Bug 11498 - Teac DV28EV stops working with ide-cd
Summary: Teac DV28EV stops working with ide-cd
Status: CLOSED OBSOLETE
Alias: None
Product: IO/Storage
Classification: Unclassified
Component: IDE (show other bugs)
Hardware: All Linux
: P1 normal
Assignee: Borislav Petkov
URL:
Keywords:
Depends on:
Blocks:
 
Reported: 2008-09-04 10:06 UTC by Ben Hutchings
Modified: 2012-05-22 13:49 UTC (History)
4 users (show)

See Also:
Kernel Version: 2.6.27-rc5
Subsystem:
Regression: No
Bisected commit-id:


Attachments
config for 2.6.27-rc5 (72.92 KB, text/plain)
2008-09-05 07:42 UTC, Ben Hutchings
Details
dump failing packet command (655 bytes, patch)
2008-09-06 06:08 UTC, Borislav Petkov
Details | Diff
The tryme script, runs the test program and monitors the results. (289 bytes, text/plain)
2008-10-08 01:09 UTC, Darren Lavender
Details
The test program (1.34 KB, text/x-csrc)
2008-10-08 01:10 UTC, Darren Lavender
Details
.config (62.93 KB, application/octet-stream)
2009-03-23 02:50 UTC, Balint Reczey
Details

Description Ben Hutchings 2008-09-04 10:06:04 UTC
Latest working kernel version: 2.6.18
Earliest failing kernel version: 2.6.26-rc2
Distribution: RHEL 5
Hardware Environment: Dell PowerEdge 6950, TEAC DVD-ROM DV28EV
Software Environment:
Problem Description:
The DVD-ROM drive starts returning status 0xd0 after the machine has been running for some time.
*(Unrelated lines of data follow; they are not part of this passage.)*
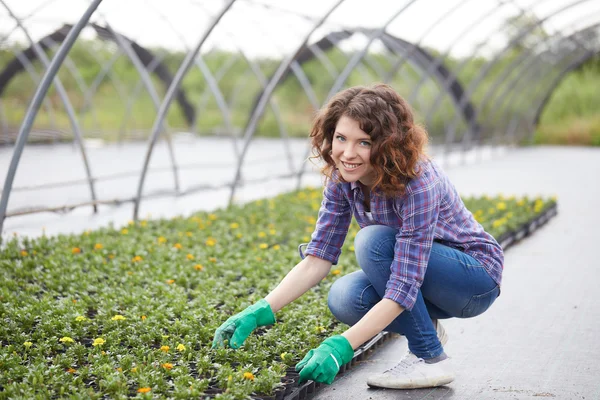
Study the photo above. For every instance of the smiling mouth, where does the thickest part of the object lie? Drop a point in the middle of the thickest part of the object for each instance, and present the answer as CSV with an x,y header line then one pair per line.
x,y
350,165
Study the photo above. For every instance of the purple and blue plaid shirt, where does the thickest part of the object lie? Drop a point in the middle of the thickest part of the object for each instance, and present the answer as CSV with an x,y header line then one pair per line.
x,y
430,209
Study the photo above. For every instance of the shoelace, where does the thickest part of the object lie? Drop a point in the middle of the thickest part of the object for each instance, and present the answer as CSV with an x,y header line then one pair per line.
x,y
406,362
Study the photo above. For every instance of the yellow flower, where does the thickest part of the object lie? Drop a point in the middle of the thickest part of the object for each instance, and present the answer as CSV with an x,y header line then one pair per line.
x,y
498,223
The drive is not being used, but HAL is installed and appears to open the device every 5 seconds, so at least its status is being read. This could be a hardware/firmware problem but has only been observed when running recent kernels (2.6.26-rc2 and 2.6.27-rc5). It has also been observed on a Dell PowerEdge 2950 with the same model of DVD-ROM drive.


Steps to reproduce:
Comment 1 Ben Hutchings 2008-09-05 07:32:55 UTC
The kernel config is based on the RHEL 5 PAE kernel config; I will attach the config we used for 2.6.27-rc5. I'm not sure it's feasible to bisect this as the error has only been seen after the machine has been running for several hours.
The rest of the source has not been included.